We’ve noted your license plate and we’ll be coming to visit you later under conditions that are a little better for getting to your stash of goodies. It turns out we bears are famous for opening locked cars in unconventional ways. And all it takes is the smell of food inside – you don’t have to leave anything substantial in there.

Crumbs are enough.

Before you complain, just remember it’s not malicious vandalism – we’re simply being true to our nature.

And while we’re on the topic of peeling open vehicles, I’d like to take a little bit of credit for a heroic act. I saw that a fellow named Bob Renning did an amazing thing the other day when he pulled open the locked door of a burning car in order to save a stranger who was dying of smoke inhalation inside.

He did it through personal courage, brute strength, adrenaline, and smarts – he grabbed the top edge of the window frame and pulled it back, bending the metal at its weakest point and breaking the window so he could pull the victim to safety.

His heroically bent door is on the left. A door pulled open by a bear in search of food is on the right.

Need I say more? True heroes know where to look for inspiration.

Full disclosure: Mr. Renning performed his feat of strength while channeling an instinctive humanitarian impulse that is noble and good. I would do the very same thing to get a package of Ding Dongs out of the glove box. To tell the truth, I’ve done it to get a crumpled up Ding Dong wrapper off the floor of a locked car.

So I’m not saying Mr. Renning took his cues from a bear when he intervened, but if he had been a bear, he could not have done a better job.

Be nice to us! We’re brutes, but we’re cute!

Your pal,
Bart

What is your greatest feat of strength?

There’s a Bear in the Words

Today’s post comes from Bart, the bear who found a smart phone in the woods.

H’lo, Bart here.

Words can hurt.

He Found a Smart Phone in the Woods
He Found a Smart Phone in the Woods

I’m sad about this insensitive DNR press release that came out last week about how people should react to wild bears in Twin Cities suburbs.

For one thing, it lumps together bears and mosquitos because we’re both “unwelcome visitors.” This is unfair.

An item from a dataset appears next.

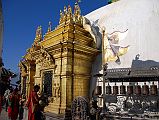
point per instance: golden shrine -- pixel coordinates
(60, 62)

I know mosquitos. I live in the woods! Bears and mosquitos are NOT the same!

Then they compare bears to “a guy wielding a knife”!

What?

Unfair again! If you look inside any suburban strip mall Subway you’ll see a real “guy wielding a knife.” Trust me – I’ve looked inside a lot of them. He’s just slicing the Honey Wheat bread (which I love), and nobody thinks of him as a threat to public safety.

One sad-but-true part is where the conservation officer says suburban bears get shot because “… shooting a bear with a tranquilizer dart, then transporting it elsewhere is mostly Hollywood fiction.”

I know about this because I tried to get a “Tranquilized Bear” role in Hollywood, and Manny, my agent in Los Angeles, says they aren’t writing those parts anymore. Now, the bear roles in the big movies are all like “Marauding Bear,” “Garbage-Picking Bear,” and “Child-Mauling Bear”.

I’m not saying I’m too good for these Bad Bear roles, but c’mon! I spent hours learning how to fall out of a tree because Manny said movie bears have to do their own stunts! But now the goofy, friendly bear character I can totally do is nowhere to be found. Manny saw a script the other day about a bear that gets exposed to radiation at a nuclear plant accident and gets to be 100 feet tall and then terrorizes a National Park.

Why would I do that? I love the National Parks!

Finally, the DNR says this about the sort of bear who might dumpster dive in Blaine:

Most such bears are young males searching for their own territory after emerging from hibernation and being chased off by their parents.

Chased off by their parents?

That’s not how it was put to me.

Mom said: “You should have a little parcel all your own where you can keep things messy the way you like and dad and I don’t have to worry about where you’ve pooped?” Then they gave me a rabbit carcass and promised to come visit!

That’s not “chasing off” somebody! Is it?

Your pal,
Bart

Bart has a point – words matter, and it’s important to be kind. But movies need villains and sometimes your folks do have to chase you off. And face it, we are all creatures who should be handled with care, especially when our paths cross unexpectedly.

What advice should the DNR give about interacting with you?